We recently received reports about private messages found on Facebook and distributing a link, which is a shortened URL pointing to an archive file “May09-Picture18.JPG_www.facebook.com.zip”. This archive contains a malicious file named “May09-Picture18.JPG_www.facebook.com” and uses the extension “.COM”.
Once executed, this malware (detected as WORM_STEKCT.EVL) terminates services and processes related to antivirus (AV) software, effectively disabling AV software from detection or removal of the worm. WORM_STEKCT.EVL also connects to specific websites to send and receive information.

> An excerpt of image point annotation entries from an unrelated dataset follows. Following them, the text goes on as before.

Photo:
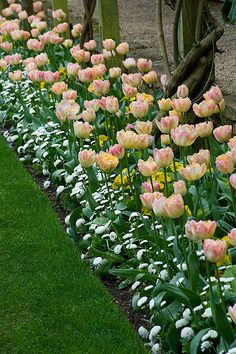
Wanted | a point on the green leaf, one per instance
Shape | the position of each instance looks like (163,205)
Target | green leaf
(194,345)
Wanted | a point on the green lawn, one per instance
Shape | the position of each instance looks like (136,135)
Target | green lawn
(49,300)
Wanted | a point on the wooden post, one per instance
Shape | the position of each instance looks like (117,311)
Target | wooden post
(109,20)
(61,4)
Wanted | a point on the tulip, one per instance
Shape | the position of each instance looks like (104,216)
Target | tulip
(129,91)
(214,251)
(67,110)
(94,104)
(101,87)
(127,139)
(122,48)
(129,63)
(225,163)
(144,65)
(69,95)
(181,104)
(117,150)
(59,87)
(151,187)
(174,206)
(232,180)
(163,157)
(115,72)
(147,199)
(86,158)
(86,75)
(200,230)
(97,59)
(232,312)
(165,139)
(204,129)
(164,104)
(72,69)
(182,91)
(133,80)
(232,237)
(148,168)
(180,187)
(106,162)
(90,45)
(204,109)
(15,75)
(143,127)
(150,77)
(166,124)
(203,156)
(143,141)
(184,135)
(139,109)
(112,104)
(193,172)
(158,205)
(214,94)
(82,130)
(223,133)
(88,115)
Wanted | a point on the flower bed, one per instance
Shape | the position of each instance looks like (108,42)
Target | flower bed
(148,182)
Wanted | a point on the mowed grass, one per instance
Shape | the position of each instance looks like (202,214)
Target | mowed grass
(49,300)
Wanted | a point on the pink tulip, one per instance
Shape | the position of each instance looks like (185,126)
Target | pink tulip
(184,135)
(144,65)
(101,87)
(232,312)
(214,251)
(180,187)
(82,130)
(165,104)
(139,109)
(148,186)
(182,91)
(200,230)
(174,206)
(203,156)
(181,104)
(158,205)
(59,87)
(129,63)
(232,180)
(204,129)
(117,150)
(232,236)
(109,44)
(163,157)
(204,109)
(166,124)
(223,133)
(115,72)
(129,91)
(148,168)
(88,115)
(69,95)
(225,163)
(106,162)
(122,48)
(193,172)
(150,77)
(86,158)
(143,127)
(214,94)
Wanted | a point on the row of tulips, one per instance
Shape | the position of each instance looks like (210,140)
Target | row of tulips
(149,182)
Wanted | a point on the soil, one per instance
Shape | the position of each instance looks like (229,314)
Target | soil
(138,28)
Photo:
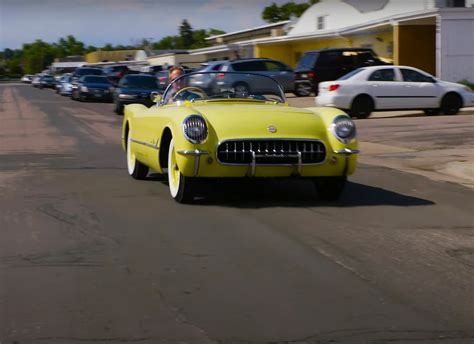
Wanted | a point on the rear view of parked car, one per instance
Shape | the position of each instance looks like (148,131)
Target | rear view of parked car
(162,76)
(47,81)
(27,78)
(330,64)
(393,88)
(115,73)
(95,87)
(80,72)
(277,70)
(134,88)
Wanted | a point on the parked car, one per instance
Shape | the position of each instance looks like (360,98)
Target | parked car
(153,69)
(234,135)
(27,78)
(330,64)
(97,87)
(134,88)
(46,81)
(162,77)
(206,77)
(64,87)
(36,80)
(80,72)
(116,72)
(393,88)
(272,68)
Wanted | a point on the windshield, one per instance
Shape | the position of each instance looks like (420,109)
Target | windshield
(351,74)
(224,86)
(97,79)
(89,71)
(146,82)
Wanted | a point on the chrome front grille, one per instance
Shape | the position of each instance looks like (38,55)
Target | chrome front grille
(271,152)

Another noteworthy routine is that this worm downloads and executes another worm, one detected as WORM_EBOOM.AC. Based on our analysis, WORM_EBOOM.AC is capable of monitoring an affected user’s browsing activity such as message posting, deleted posted messages and private messages sent on the websites such as Facebook, Myspace, Twitter, WordPress, and Meebo. It is also capable of spreading through the mentioned sites by posting messages containing a link to a copy of itself.
Facebook and IM applications are tools to share and connect. Cybercriminals’ use of these tools is nothing new, but there are users who fall prey to these schemes. We recommend users to be conscious with their online behavior, in particular on social media sites. To know more on how you can prevent these threats targeting Facebook and other social media sites, you may read our comprehensive e-guide A Guide to Threats on Social Media.
Furthermore, with our recent partnership with Facebook, Trend Micro™ protects users via Smart Protection Network™, which blocks access to the related malicious link. The file reputation technology in Smart Protection Network™ detects and deletes both WORM_STEKCT.EVL and WORM_EBOOM.AC.